Retirement & Financial Planning Report

A report by the Center for Retirement Research at Boston College said that individuals typically change their retirement plans when they carefully consider the prospects of a less secure lifestyle in retirement due to inadequate retirement savings.

It noted that the stock market downturn of late 2007-early 2009 caused a drop in retirement assets for many workers nearing retirement, and that the typically expected response in such a situation would be to work longer, save more, or do both. However, based on a survey of individuals between 45 and 59 years old, 43 percent of those who had suffered such losses had not initially planned to do either—many of them "may have been stunned into inaction," as the report put it. Only 9 percent planned to do both.

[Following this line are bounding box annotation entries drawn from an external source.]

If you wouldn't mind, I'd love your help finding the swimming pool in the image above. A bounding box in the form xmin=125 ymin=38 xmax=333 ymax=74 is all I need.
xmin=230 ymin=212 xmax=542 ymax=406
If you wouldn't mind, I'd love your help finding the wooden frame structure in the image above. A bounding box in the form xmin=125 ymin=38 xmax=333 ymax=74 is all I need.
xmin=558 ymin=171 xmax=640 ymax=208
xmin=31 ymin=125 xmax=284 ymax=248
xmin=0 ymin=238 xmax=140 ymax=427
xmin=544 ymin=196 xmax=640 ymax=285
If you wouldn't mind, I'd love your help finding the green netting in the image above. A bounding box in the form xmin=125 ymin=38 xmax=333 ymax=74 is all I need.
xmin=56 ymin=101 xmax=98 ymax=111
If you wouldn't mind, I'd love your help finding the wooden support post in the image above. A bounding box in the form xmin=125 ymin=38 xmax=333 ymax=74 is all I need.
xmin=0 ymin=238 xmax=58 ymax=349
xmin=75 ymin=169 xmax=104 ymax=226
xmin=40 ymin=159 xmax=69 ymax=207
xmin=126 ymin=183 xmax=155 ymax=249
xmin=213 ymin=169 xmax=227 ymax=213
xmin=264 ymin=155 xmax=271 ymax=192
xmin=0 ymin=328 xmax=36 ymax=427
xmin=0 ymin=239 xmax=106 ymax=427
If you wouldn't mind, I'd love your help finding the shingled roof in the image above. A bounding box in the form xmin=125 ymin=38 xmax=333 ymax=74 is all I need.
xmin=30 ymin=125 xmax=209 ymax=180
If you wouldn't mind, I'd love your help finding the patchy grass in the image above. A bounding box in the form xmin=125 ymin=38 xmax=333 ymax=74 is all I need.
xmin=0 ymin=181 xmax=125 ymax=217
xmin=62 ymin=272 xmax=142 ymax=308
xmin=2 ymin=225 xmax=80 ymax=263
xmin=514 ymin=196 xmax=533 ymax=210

However, it said many of them changed their minds when they saw how lowered retirement savings could translate into changes such as a lowered standard of living and having less money to provide as an inheritance. At that point, only 5 percent said they planned to neither work longer nor save more, and the percentage of those deciding to do both rose to 51 percent.

"In short, those who planned to do nothing were spurred into action by having the trade-off made explicit," while many of those who had planned to do one or the other—work longer or save more—were motivated to diversify by doing both.

There was less change in planning by those who had already thought a great deal about the effects of their losses, suggesting that they already had reached the conclusion that they had to take steps in response.